Pentaceros richardsoni, the pelagic armourhead, Richardson's boarfish or southern boarfish, is a species of marine ray-finned fish, an armourhead from the family Pentacerotidae. It has a wide distribution in the oceans of the southern hemisphere. It is commercially important as a food fish.

==Description==
Pentaceros richardsoni is a large armourhead with quite a large head and a moderately deep body which is laterally compressed and slightly rounded. The head is largely covered in finely marked bones which are rough to the touch. It has a straight snout which becomes rounded and bulbous in mature adults. The small mouth is slightly angled upwards and has jaws armed with narrow bands of short, moderately curved teeth and there are teeth on the roof of the mouth. The body is covered on small, ctenoid rough scales which form small polygonal plates which interlock on the throat and abdomen. The lateral line is high up on the flanks and its for parallels the dorsal profile. The dorsal fin contains 14–15 spines and 8–9 soft rays and is continuous and long based. The spines at the head end increases in length and thickness with the fourth spine being the longest and most robust, the spines the decrease in length and thickness. The soft rays are taller than the ultimate dorsal spines. The anal fin has a short base, sits opposite the soft part of the dorsal fin and is similar in form to it, it has 4–5 spines and 8–9 soft rays. The caudal fin is a little bit emarginate. The colouration of this species is that it is iridescent dark blue dorsally and silvery-grey on the flanks and the underside. This species attains a maximum total length of 56 cm.

==Distribution==
Pentaceros richardsoni is a species which is found around the globe in the temperate waters of the Oceans of the Southern Hemisphere.
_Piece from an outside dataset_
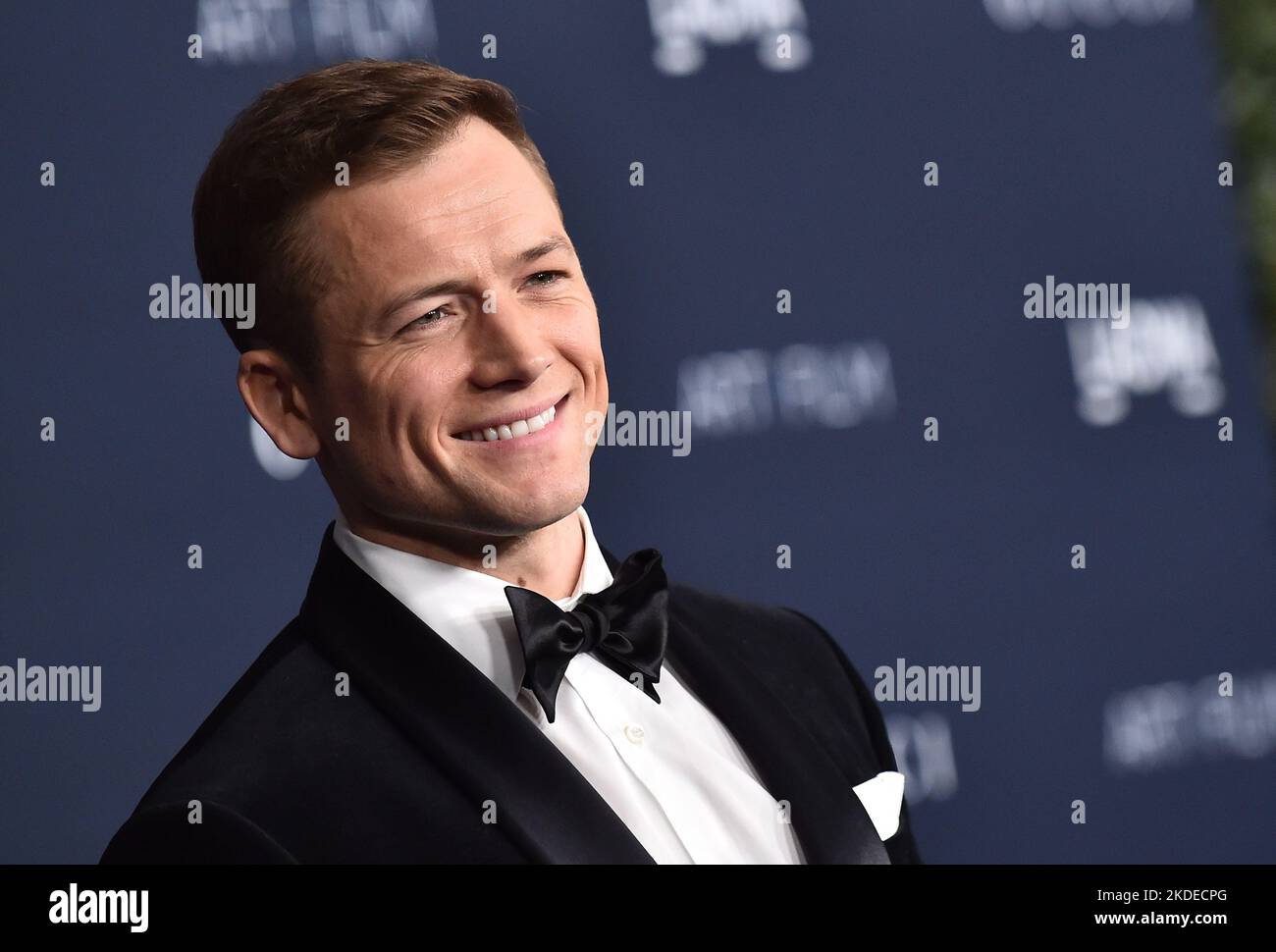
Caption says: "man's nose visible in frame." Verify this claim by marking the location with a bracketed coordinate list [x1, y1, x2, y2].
[469, 297, 552, 387]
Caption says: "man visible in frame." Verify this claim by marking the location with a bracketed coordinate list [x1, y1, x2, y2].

It has been recorded from southern Australia, New Zealand and Cape Horn in Chile in the Pacific, off eastern South Africa in the Indian Ocean and the Western Cape and Tristan da Cunha in the Atlantic Ocean. Records from the North Pacific refer to another species.

==Habitat and biology==
Pentaceros richardsoni is a demersal species as an adult The adults can be found at depth while juveniles are found nearer the surface. They are frequently found in the vicinity of seamounts, ridges and rises. It has been found down to depths of 600 m.

==Taxonomy==
Pentaceros richardsoni was first formally described in 1844 by the Scots surgeon, explorer, ethnologist and zoologist Andrew Smith (1797–1872) with the type locality given as Cape Point, South Africa. For a long time it was placed in the genus Pseudopentaceros but examination of skeletal and musculature has led to Pseudopentaceros being considered a junior synonym of Pentaceros. The specific name honours the naval surgeon, naturalist and arctic explorer Sir John Richardson.